To me it seemed a little heavy on the “prep school kids treat each other badly and have tragic outcome” which had absolutely no relationship to my life. OTOH I loved Jane Austin and Dostoevsky (wrote about Crime and Punishment for the AP exam). I found it much easier to read and a million times more interesting than slogging through Thomas Hardy (were we the only ones who had to read Hardy?), although we did pass the time singing:
Hey Jude, don’t be obscure
Take a bad book and make it better
I’ve been trying to catch up on books that I think I should have read but never did. Still haven’t got to To Kill a Mockingbird and Catcher in the Rye although they’ve been sitting on my bookshelf for ages.
Nope. Had to read him for AP English. Almost made me give up on the whole “literacy” thing altogether.
Another who had to study Hardy in high school here, though we didn’t do Tess. As I recall, it was The Mayor of Casterbridge for us. And Catcher in the Rye–we did that one too.
Same here, I think there are just too many “classics” to cover them all.
Here’s what I can remember reading (combo of memory off the top of my head and looking through a list of usual required reading books in high school):
Romeo and Juliet
Much Ado About Nothing
Macbeth
Hamlet
Jane Eyre
Madame Bovary
The Scarlet Letter
The Great Gatsby
Heart of Darkness
Huckleberry Finn
To Kill a Mockingbird
Inherit the Wind
The Catcher in the Rye
Animal Farm
1984
Of Mice and Men
Great Expectations
Beowulf
The Canterbury Tales
A Separate Peace
Crime and Punishment
Our Town
A good mix of good, interesting books, and some absolute dreck that I wish we had never covered (seriously, fuck A Separate Peace). Kinda sad we never read some stuff like Dante’s Inferno or the Odyssey, but, suppose I can always do that myself…
Hey Spoons.
I don’t think I’m THAT much younger than you, but in Ontario I never learned any of your quoted authors in high school. Shakespeare was about as … sophisticated as we got.
I know some Dickens, but mainly because of movies.
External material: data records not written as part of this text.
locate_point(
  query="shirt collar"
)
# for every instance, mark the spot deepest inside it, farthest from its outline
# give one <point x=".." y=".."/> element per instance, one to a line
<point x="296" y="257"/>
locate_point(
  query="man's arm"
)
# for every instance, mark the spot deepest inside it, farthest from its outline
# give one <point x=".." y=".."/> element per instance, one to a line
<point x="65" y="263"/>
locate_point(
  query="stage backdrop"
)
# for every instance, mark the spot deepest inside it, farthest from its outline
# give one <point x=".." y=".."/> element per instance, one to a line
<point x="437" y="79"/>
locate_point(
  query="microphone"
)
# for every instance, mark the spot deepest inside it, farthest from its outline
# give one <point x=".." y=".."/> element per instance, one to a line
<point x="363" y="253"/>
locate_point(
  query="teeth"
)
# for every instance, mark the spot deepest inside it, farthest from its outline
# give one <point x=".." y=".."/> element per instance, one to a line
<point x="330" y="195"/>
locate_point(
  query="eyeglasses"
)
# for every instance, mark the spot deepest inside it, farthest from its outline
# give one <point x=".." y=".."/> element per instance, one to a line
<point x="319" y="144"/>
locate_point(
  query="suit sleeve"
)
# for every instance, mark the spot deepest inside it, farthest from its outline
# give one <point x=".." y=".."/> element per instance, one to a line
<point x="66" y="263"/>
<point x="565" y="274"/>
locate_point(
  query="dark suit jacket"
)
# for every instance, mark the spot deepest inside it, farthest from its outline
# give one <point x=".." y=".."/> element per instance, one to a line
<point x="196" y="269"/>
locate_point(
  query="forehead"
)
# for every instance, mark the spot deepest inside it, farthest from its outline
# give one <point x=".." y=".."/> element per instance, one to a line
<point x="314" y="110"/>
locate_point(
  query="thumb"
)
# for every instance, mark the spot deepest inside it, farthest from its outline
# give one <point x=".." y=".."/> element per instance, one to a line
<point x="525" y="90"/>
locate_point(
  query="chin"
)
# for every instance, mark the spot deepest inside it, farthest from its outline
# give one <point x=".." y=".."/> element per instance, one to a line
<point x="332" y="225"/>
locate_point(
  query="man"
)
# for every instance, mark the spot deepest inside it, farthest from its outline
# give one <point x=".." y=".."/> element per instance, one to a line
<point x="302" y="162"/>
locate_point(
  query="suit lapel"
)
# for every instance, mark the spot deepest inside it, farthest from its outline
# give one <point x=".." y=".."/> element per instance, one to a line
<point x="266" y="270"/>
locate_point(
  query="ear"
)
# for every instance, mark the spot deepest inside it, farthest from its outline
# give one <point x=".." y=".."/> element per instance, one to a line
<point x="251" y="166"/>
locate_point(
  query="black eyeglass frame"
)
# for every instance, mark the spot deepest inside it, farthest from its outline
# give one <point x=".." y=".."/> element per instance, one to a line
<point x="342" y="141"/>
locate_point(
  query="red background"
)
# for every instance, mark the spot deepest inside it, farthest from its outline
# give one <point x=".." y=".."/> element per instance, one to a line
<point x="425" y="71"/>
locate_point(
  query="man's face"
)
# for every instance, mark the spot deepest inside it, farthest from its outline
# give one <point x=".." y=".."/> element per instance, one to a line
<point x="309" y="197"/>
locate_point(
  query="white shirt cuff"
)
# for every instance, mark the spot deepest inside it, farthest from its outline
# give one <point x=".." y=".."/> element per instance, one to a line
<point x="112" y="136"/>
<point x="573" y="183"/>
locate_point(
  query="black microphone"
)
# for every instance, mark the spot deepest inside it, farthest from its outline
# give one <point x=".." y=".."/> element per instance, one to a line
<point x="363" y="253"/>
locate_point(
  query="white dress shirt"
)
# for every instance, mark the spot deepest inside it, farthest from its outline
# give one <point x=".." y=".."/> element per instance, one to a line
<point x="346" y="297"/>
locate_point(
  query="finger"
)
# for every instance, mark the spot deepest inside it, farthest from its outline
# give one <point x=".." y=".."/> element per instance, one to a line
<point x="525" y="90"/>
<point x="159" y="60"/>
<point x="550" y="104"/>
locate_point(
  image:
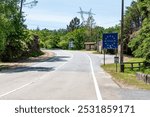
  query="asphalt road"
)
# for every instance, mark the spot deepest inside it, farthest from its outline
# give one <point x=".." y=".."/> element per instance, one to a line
<point x="70" y="75"/>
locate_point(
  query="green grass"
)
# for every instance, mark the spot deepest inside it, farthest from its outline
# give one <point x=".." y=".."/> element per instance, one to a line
<point x="127" y="78"/>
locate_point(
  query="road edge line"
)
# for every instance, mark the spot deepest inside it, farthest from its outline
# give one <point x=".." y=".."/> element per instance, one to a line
<point x="99" y="97"/>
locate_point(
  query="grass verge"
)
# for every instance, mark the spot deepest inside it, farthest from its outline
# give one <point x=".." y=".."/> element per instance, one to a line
<point x="127" y="78"/>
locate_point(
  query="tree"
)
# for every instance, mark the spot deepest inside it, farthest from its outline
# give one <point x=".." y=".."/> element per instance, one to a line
<point x="74" y="24"/>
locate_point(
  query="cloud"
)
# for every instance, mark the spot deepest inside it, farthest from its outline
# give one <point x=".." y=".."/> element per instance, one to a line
<point x="49" y="18"/>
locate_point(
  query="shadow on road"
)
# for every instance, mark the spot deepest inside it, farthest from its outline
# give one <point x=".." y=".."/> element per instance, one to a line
<point x="59" y="59"/>
<point x="28" y="69"/>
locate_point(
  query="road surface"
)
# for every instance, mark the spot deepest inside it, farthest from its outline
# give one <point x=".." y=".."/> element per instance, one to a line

We performed Of Mice and Men, Our Town and Inherit the Wind as our fall plays in drama class. We covered the abridged versions of Inferno, the Odyssey and unabridged The Great Gatsby and The Old Man and the Sea in middle school.
A couple more that came to mind are Great Expectations and Les Miserables, neither of which I truly liked.
I don’t know about literature, but they definitely don’t learn how to spell or use decent grammar.
The young guys I work with almost exclusively use an apostrophe to form plurals (the finest example being box’s for boxes) and never put the -ed on when using past participles (e.g., “This material has been inspect”). Spelling errors like heavey, rotoray, and* hieghth* abound. If they really know they can’t spell something, they come and ask me. It’s amazing how many times that happens. Even our guys from Vietnam and Cambodia spell better than the American kids.
It’s a good thing this thread isn’t about mathematical ability, because that’s what’s really pitiful.